There have been no human cases of either disease recently, said Larry Hill, a spokesman from the Virginia Department of Health. The insecticide applications are a precaution.

The health department is asking residents to help combat the spread of the diseases and the mosquito population by removing standing water from around their homes.

Residents can help by:

  • Emptying buckets, drums, bottles, tin cans, wheelbarrows and potted plant trays;
  • Properly disposing of used tires;
  • Clearing roof gutters, downspouts and drainpipes;
  • Cleaning wading and swimming pools;
  • Draining water from tarps;
  • Placing Mosquito Dunks in stagnant water areas around your home, including ditches and low-lying areas.
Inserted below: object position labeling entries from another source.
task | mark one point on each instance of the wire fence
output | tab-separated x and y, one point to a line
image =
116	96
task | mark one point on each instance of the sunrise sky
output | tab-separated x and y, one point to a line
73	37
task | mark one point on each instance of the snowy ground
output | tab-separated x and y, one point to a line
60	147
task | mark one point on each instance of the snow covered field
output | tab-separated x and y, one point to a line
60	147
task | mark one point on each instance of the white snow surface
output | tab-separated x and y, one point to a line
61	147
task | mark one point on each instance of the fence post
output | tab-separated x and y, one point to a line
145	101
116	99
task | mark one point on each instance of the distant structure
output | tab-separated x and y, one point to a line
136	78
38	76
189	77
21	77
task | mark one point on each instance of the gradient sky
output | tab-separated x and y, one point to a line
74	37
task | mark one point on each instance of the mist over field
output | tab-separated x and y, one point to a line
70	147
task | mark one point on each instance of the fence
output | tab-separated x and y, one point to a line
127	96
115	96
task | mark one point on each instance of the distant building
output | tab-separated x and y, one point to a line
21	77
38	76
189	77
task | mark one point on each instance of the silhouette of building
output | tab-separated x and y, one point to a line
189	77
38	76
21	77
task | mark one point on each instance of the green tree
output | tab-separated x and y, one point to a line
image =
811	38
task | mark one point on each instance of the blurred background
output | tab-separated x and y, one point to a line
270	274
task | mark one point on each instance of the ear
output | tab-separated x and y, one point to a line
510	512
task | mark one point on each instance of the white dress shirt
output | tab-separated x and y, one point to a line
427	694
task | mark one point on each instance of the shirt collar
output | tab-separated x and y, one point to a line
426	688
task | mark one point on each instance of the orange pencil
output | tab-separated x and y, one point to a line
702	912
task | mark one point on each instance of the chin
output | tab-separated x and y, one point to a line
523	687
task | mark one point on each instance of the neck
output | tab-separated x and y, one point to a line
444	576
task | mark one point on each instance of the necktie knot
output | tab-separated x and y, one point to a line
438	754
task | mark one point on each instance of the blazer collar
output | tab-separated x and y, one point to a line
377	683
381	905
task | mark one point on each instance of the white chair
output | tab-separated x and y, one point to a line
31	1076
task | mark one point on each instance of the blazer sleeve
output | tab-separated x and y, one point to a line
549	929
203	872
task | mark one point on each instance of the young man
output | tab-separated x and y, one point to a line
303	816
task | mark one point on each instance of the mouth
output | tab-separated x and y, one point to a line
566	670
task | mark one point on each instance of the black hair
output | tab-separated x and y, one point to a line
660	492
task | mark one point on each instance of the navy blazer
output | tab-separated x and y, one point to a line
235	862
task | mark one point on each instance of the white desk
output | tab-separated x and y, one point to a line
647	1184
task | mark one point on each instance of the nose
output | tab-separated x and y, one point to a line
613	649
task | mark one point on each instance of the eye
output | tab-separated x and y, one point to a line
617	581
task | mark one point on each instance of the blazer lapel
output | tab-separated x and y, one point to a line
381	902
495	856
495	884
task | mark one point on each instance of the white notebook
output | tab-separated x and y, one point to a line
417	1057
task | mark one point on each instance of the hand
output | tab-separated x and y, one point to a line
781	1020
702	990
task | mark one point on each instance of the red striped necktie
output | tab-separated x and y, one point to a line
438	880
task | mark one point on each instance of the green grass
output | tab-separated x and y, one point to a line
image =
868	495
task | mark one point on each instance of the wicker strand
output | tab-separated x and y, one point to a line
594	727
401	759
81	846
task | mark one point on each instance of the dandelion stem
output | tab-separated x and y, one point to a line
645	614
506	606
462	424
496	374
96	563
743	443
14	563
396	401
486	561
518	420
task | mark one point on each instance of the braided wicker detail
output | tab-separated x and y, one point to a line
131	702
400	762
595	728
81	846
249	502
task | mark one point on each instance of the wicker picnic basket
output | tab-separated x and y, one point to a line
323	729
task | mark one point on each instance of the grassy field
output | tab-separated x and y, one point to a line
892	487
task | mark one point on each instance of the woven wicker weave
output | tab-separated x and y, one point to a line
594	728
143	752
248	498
Mosquito Dunks are used to kill mosquito larvae. They are available free to Suffolk residents over the age of 18 and are available at all local fire stations. You must have proof of residence and picture identification and sign the information sheet at the fire station.

Residents also can reduce their risk of being bitten by a mosquito by following these recommendations:

  • Remain indoors during times of greatest mosquito activity (one hour before dusk to one hour before dawn).
  • Wear loose, long and light-colored clothing when outdoors.
  • Use insect repellants containing DEET according to the label instructions.
  • Place oscillating fans outside to blow mosquitoes away from areas you will be occupying.